Elesha Mavrommatis, consultora negra de comunicaciones y desarrollo de Decatur, Georgia, ha vivido en Buenos Aires durante los últimos seis años. Dijo que no siente el mismo nivel de discriminación que ha escuchado de otras mujeres negras, en gran parte porque en Argentina, Mavromatis es vista como estadounidense antes de convertirse en negra.

«Es bueno para la Argentina y los argentinos repasar su historia y ver toda la diversidad que compone esa historia», dijo Mavromatis.
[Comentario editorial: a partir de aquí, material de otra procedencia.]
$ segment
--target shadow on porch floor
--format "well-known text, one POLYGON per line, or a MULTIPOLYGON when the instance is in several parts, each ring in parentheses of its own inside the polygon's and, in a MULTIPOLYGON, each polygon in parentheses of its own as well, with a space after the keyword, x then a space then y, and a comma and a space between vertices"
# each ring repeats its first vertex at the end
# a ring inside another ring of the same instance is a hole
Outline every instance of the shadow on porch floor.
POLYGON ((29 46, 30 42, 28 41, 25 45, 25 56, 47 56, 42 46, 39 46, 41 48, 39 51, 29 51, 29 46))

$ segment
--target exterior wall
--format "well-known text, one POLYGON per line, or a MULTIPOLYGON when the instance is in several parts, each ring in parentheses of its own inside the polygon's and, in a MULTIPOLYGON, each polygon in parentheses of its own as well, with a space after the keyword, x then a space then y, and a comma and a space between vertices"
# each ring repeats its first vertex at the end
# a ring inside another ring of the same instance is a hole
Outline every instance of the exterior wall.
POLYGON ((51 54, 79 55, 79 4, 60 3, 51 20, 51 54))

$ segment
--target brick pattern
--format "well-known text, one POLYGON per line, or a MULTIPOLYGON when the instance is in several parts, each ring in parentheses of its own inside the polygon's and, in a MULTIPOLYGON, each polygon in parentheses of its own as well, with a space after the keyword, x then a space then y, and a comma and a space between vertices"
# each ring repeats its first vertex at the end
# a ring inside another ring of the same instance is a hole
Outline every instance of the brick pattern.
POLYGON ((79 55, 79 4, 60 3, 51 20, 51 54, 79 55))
Bravo, quien ayudó a establecer el Grupo de Estudios Afrolatinoamericanos en 2010, dijo que está viendo una mejora.

«Pasamos de cero a uno en la última década. Es mejor estar en un solo lugar … ¿Cuál es el punto? Quizás mil, no sé», agregó Bravo. «La peculiaridad de Argentina es que ignoramos nuestras formas de ser racistas «.

Ribeiro espera estrenar su documental sobre María Remedios del Valle en diciembre. El gobierno patrocina el trabajo como parte de la «reforma histórica» ​​de la comunidad negra.

«La película también destaca la vida de una mujer negra y destaca y rinde homenaje a todas las mujeres negras», dijo Ribeiro. “Hacer este documental es la creencia de que una mujer negra puede ser la presidenta de Argentina algún día porque siempre hemos tenido esa habilidad y esta historia es el testimonio”.